What is a better designpattern for creating a blocking bufferqueue, that uses resources efficiently in C++11/14 without too many allocs/moves? Using Queue<std::unique_ptr<Workitem>>
OR
Queue<Workitem> and with that hiding the resource management in the implementation (a bit like stl containers). Note, the second idea (Queue) is commented out. What are the implications of the commented out version also regarding heap/stack?

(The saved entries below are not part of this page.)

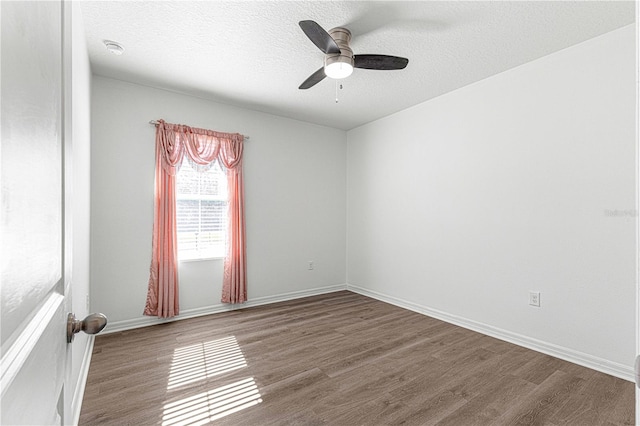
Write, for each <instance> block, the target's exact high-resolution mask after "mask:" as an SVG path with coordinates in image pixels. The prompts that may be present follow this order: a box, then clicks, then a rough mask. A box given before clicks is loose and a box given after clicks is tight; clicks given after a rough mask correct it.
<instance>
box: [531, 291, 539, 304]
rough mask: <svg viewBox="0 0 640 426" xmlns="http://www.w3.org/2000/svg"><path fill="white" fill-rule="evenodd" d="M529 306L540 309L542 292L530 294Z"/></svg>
mask: <svg viewBox="0 0 640 426" xmlns="http://www.w3.org/2000/svg"><path fill="white" fill-rule="evenodd" d="M529 305H531V306H537V307H540V292H539V291H530V292H529Z"/></svg>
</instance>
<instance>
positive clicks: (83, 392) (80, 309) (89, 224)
mask: <svg viewBox="0 0 640 426" xmlns="http://www.w3.org/2000/svg"><path fill="white" fill-rule="evenodd" d="M67 4H68V5H70V6H71V78H70V81H71V126H72V134H71V141H72V142H71V143H72V156H71V159H72V164H71V175H72V180H71V183H72V185H71V192H72V198H71V203H72V206H71V212H67V214H71V216H72V217H73V220H72V229H71V234H72V241H71V246H72V270H71V306H72V312H73V313H75V315H76V317H77V318H79V319H82V318H84V317H85V316H87V315H88V314H89V313H90V312H89V307H88V306H87V298H88V296H89V283H90V280H91V277H90V272H89V267H90V263H89V252H90V236H89V235H90V224H89V221H90V199H91V196H90V195H91V188H90V185H89V183H90V178H91V173H90V168H91V165H90V162H91V154H90V153H91V147H90V144H91V114H90V110H91V66H90V64H89V56H88V54H87V45H86V39H85V34H84V24H83V22H82V13H81V11H80V6H79V4H78V3H77V2H73V3H71V2H69V3H67ZM67 190H68V188H67ZM90 339H91V338H90V337H89V336H88V335H86V334H85V333H79V334H77V335H76V337H75V339H74V342H73V345H71V346H70V349H71V353H72V356H71V368H70V371H69V380H68V383H69V385H68V387H67V391H68V394H67V398H70V401H71V413H65V415H66V416H69V415H70V418H71V419H72V420H71V421H70V422H69V421H68V420H67V423H77V419H78V418H79V416H80V408H81V404H82V397H83V394H84V385H85V383H86V375H87V373H88V368H89V360H90V350H91V349H92V348H93V345H91V344H90Z"/></svg>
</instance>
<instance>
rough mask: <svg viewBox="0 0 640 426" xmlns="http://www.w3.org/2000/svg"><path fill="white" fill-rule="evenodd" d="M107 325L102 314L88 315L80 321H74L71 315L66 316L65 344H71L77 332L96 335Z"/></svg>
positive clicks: (105, 326) (104, 317) (100, 331)
mask: <svg viewBox="0 0 640 426" xmlns="http://www.w3.org/2000/svg"><path fill="white" fill-rule="evenodd" d="M106 325H107V317H106V316H104V315H103V314H91V315H88V316H87V317H86V318H85V319H83V320H82V321H79V320H77V319H76V316H75V315H74V314H72V313H70V314H69V315H67V343H71V342H73V338H74V336H75V335H76V333H78V332H79V331H84V332H85V333H87V334H98V333H100V332H101V331H102V329H104V328H105V327H106Z"/></svg>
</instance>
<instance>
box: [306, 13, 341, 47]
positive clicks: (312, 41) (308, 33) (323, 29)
mask: <svg viewBox="0 0 640 426" xmlns="http://www.w3.org/2000/svg"><path fill="white" fill-rule="evenodd" d="M299 24H300V28H302V31H304V33H305V34H306V35H307V37H309V40H311V41H312V42H313V44H315V45H316V46H318V49H320V50H322V51H323V52H324V53H340V48H339V47H338V45H337V44H336V42H335V40H333V38H331V36H330V35H329V33H328V32H326V31H325V30H324V28H322V27H321V26H320V25H318V24H317V23H316V22H315V21H300V22H299Z"/></svg>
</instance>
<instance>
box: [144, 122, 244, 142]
mask: <svg viewBox="0 0 640 426" xmlns="http://www.w3.org/2000/svg"><path fill="white" fill-rule="evenodd" d="M149 124H153V125H154V126H156V125H158V124H159V123H158V121H156V120H151V121H149ZM242 136H243V137H244V139H245V140H248V139H250V138H249V136H246V135H242Z"/></svg>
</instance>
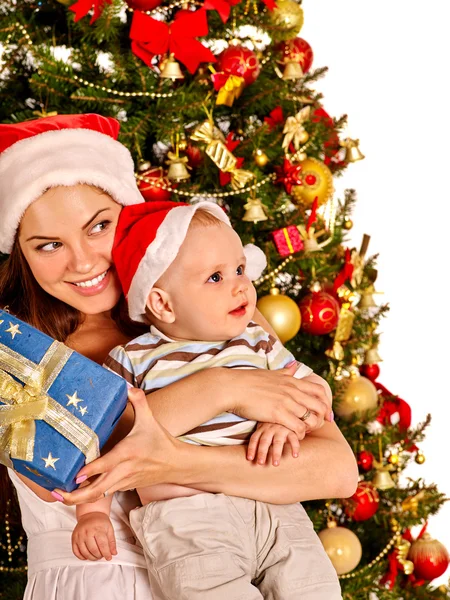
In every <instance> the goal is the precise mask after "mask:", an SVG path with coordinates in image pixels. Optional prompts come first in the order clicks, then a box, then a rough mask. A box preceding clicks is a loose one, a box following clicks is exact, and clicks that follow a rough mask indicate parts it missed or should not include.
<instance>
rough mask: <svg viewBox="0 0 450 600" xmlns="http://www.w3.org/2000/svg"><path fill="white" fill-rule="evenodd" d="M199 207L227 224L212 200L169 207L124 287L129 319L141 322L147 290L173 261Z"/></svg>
mask: <svg viewBox="0 0 450 600" xmlns="http://www.w3.org/2000/svg"><path fill="white" fill-rule="evenodd" d="M199 208H202V209H203V210H207V211H208V212H210V213H211V214H213V215H214V216H215V217H217V218H218V219H219V220H220V221H222V222H223V223H225V224H226V225H229V226H230V227H231V223H230V220H229V218H228V217H227V215H226V214H225V212H224V211H223V210H222V209H221V208H220V206H218V205H217V204H214V203H213V202H197V203H196V204H192V205H190V206H177V207H175V208H172V209H171V210H170V211H169V212H168V213H167V216H166V218H165V219H164V221H163V222H162V223H161V225H160V226H159V228H158V231H157V233H156V236H155V239H154V240H153V242H152V243H151V244H150V245H149V246H148V248H147V250H146V252H145V254H144V256H143V258H142V260H141V261H140V263H139V266H138V268H137V270H136V273H135V274H134V277H133V280H132V282H131V285H130V289H129V290H128V295H127V299H128V312H129V315H130V317H131V319H133V321H140V322H145V318H144V317H145V306H146V303H147V297H148V294H149V291H150V290H151V288H152V287H153V286H154V284H155V283H156V282H157V281H158V279H159V278H160V277H161V275H162V274H163V273H165V271H167V269H168V268H169V266H170V265H171V264H172V263H173V261H174V260H175V258H176V256H177V254H178V251H179V250H180V248H181V245H182V243H183V241H184V239H185V238H186V234H187V231H188V228H189V224H190V222H191V220H192V217H193V216H194V214H195V212H196V211H197V210H198V209H199Z"/></svg>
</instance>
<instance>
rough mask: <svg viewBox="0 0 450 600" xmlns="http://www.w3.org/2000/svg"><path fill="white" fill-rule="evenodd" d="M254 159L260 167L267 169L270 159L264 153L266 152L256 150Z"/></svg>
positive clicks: (256, 162)
mask: <svg viewBox="0 0 450 600" xmlns="http://www.w3.org/2000/svg"><path fill="white" fill-rule="evenodd" d="M253 157H254V160H255V163H256V164H257V165H258V167H265V166H266V165H267V163H268V162H269V157H268V156H267V154H266V153H265V152H264V150H260V149H259V148H258V150H255V152H254V154H253Z"/></svg>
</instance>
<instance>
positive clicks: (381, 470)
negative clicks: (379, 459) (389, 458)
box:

And what about using std::unique_ptr<Queue<Workitem>> q?
I am not very good with c++, but regardless of the version, I can't really leak memory right? (reasonging: not new/delete -> no memoryleaks)
Code here:
#include <condition_variable>
#include <mutex>
#include <queue>
template <class T> class Queue {
public:
Queue(size_t size);
// push item to _queue if _queue.size() < _size
// else block
void push(T item);
// void push(std::unique_ptr<T> item);
// pop item if !_queue.empty()
// else block or return false after timeout
bool pop(T &item);
// bool pop(std::unique_ptr<T> &item);
private:
std::mutex _mutex;
std::size_t _size;
std::queue<T> _queue;
// std::queue<std::unique_ptr<T>> _queue;
std::condition_variable _condition_full;
std::condition_variable _condition_empty;
};
struct Workitem {
size_t idx;
void *workdetails;
};
int main() {
Queue<std::unique_ptr<Workitem>> q{4};
// Queue<Workitem> q{4};
// ??? std::unique_ptr<Queue<Workitem>> q{4} ???
std::unique_ptr<Workitem> w{};
// Workitem w{};
populate(w); // populate work item
q.push(std::move(w));
// later on ...
std::unique_ptr<Workitem> result;
// Workitem result;
q.pop(result);
consume(result); // consume work item
}
I can give the implementation if that helps, I just didn't want to clutter everything so I left it out. As a remark, the queue is used by threads. I use two queues for multiple worker threads and one writer thread to spread the load across cores.